A bubble is characterized by rapid rise in asset prices, divorced from its fundamentals or intrinsic value. Many economists believe first recorded bubble happened in the year of 1636-37 in Netherlands. What could be the asset under speculation ? Was it Real estate/Gold/Diamond  at that point of time? No. 

Craze for Tulip flowers engulfed the Netherlands starting from Nov 1636. In 3 months, prices sky-rocketed many folds before finally crashing down. It is said that at the peak of the bubble, some Tulips were traded at price that was greater average house price in Amsterdam at that time.

Sir Isaac Newton , the famous scientist , invested in a British company called South sea, which held exclusive rights to trade in South America in 18th Century. Initially he made some gains and exited the stock. But it flared up further and his friends were making a lot of money. It should be a humbling moment for him. So he purchased the stock again at a higher price. After some time the stock price crashed. The graph looks like below.
After the loss, Newton reportedly said, ‘I could measure the position of distant stars, but could not measure the madness of men’.

Irving Fisher , was one of the greatest economists in 20th Century and Yale University professor. After World War I, what is known as Roaring 20s, US stock market had a bull run. In 1929 , Fisher said ,’ Stock prices have reached what looks like a permanently high plateau’. After 3 days of the statement the stock market started crashing, from 381 level in 1929 to , 41.22 in Mid of 1932 .It triggered a depression in US. After 26 years, in 1955 Dow regained its old peak level of 380+.

It was 1986, Japan already had a high GDP growth for nearly 30 years, It was the world’s second largest economy. Everyone started citing Japan as example for hard work and success and economists were predicting the year when it would overtake US in terms of GDP. The real estate prices were already high due to high population density. Starting 1986,Real estate started flaring up with the stock market . At the peak, the land underneath the Tokyo Imperial Palace was rumoured to be worth as much as the entire real estate of California.
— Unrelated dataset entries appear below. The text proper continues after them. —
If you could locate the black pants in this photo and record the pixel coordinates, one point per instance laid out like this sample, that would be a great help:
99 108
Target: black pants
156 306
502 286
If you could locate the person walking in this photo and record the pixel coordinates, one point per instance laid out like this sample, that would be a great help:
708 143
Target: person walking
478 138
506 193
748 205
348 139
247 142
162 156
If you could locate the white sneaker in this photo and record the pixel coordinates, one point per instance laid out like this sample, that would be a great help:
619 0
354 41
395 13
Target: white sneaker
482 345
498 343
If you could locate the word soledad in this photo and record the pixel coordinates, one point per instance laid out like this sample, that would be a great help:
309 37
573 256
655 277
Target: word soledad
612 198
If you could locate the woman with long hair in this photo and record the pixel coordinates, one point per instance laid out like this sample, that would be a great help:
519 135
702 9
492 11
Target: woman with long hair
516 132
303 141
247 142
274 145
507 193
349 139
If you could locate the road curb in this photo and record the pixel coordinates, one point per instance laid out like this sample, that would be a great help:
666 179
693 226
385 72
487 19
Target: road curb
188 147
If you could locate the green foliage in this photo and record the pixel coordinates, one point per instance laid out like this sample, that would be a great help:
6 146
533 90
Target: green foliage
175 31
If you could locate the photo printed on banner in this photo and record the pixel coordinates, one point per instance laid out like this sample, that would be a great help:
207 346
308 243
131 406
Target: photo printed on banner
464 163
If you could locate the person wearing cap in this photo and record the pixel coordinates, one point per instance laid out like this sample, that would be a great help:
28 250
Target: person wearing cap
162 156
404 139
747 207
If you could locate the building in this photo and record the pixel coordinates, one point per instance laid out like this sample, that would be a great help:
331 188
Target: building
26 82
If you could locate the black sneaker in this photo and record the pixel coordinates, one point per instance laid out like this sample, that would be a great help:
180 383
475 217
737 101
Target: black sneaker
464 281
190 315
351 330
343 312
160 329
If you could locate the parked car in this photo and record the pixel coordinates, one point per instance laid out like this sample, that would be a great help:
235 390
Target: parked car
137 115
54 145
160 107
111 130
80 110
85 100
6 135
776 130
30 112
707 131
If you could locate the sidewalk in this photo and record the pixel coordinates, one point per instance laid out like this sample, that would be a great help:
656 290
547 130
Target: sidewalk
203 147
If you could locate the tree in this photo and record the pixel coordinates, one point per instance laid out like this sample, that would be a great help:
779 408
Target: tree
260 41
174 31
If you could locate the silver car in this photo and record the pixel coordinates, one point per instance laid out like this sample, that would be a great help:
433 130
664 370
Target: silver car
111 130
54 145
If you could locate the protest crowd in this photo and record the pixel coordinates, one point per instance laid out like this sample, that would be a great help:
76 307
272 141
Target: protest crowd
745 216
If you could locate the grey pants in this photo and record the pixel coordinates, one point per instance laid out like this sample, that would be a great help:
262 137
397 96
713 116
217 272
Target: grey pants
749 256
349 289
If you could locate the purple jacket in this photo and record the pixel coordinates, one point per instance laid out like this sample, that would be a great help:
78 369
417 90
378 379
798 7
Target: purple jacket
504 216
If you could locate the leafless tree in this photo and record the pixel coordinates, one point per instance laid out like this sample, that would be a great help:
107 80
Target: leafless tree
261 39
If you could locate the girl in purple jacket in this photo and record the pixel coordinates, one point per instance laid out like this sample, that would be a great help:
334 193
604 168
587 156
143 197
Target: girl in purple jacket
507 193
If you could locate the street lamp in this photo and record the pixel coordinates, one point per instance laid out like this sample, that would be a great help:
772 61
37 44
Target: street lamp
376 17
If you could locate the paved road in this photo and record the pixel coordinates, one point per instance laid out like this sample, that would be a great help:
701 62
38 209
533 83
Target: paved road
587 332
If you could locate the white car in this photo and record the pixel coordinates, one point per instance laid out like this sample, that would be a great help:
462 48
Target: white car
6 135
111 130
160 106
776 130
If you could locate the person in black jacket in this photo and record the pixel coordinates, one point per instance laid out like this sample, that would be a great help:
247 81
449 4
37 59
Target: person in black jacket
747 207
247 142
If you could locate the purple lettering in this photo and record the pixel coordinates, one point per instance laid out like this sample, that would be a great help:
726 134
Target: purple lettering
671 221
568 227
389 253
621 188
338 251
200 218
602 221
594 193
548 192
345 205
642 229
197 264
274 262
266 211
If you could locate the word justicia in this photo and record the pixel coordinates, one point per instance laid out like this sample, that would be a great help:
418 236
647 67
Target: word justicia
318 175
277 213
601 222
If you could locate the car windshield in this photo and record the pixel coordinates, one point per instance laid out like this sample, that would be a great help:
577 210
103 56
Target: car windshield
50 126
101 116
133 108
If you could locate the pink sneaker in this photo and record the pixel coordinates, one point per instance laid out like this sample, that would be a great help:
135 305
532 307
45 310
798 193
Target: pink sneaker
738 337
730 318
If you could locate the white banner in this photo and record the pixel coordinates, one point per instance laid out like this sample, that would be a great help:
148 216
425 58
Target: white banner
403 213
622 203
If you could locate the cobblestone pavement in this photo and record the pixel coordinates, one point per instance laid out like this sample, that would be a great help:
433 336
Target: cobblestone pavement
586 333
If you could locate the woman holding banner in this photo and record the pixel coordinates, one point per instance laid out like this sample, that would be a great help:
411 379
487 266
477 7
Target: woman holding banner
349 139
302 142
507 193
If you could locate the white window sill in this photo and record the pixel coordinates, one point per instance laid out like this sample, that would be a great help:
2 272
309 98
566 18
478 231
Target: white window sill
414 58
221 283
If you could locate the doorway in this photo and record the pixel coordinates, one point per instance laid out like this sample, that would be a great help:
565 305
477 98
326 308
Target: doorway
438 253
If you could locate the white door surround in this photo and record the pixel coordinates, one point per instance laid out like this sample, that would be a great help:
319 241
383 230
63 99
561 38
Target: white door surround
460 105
In 1989 Japan decided to prick the bubble using monetary tightening . As interest rate went up, asset prices cooled down. They thought they were successful initially. But after few years, they realized that asset prices were on a deflationary path, going down year after year and started hurting the real economy. Despite many measures, including near zero interest rates, they could not stabilize the asset prices. Japan had a meagre growth starting from 90. Even after 26 years, Nikkei is still more than 40% down from 89 peak. Now some aggressive monetary and fiscal policies are carried out to come out of deflationary pressures . These were the few bubbles before the well-known dot com, US housing bubble took place.
Even great people could not figure out the bubbles till they crashed. It’s quiet easy to bet on stock market and make gains in short term. But it would be quite difficult to sustain in the long run.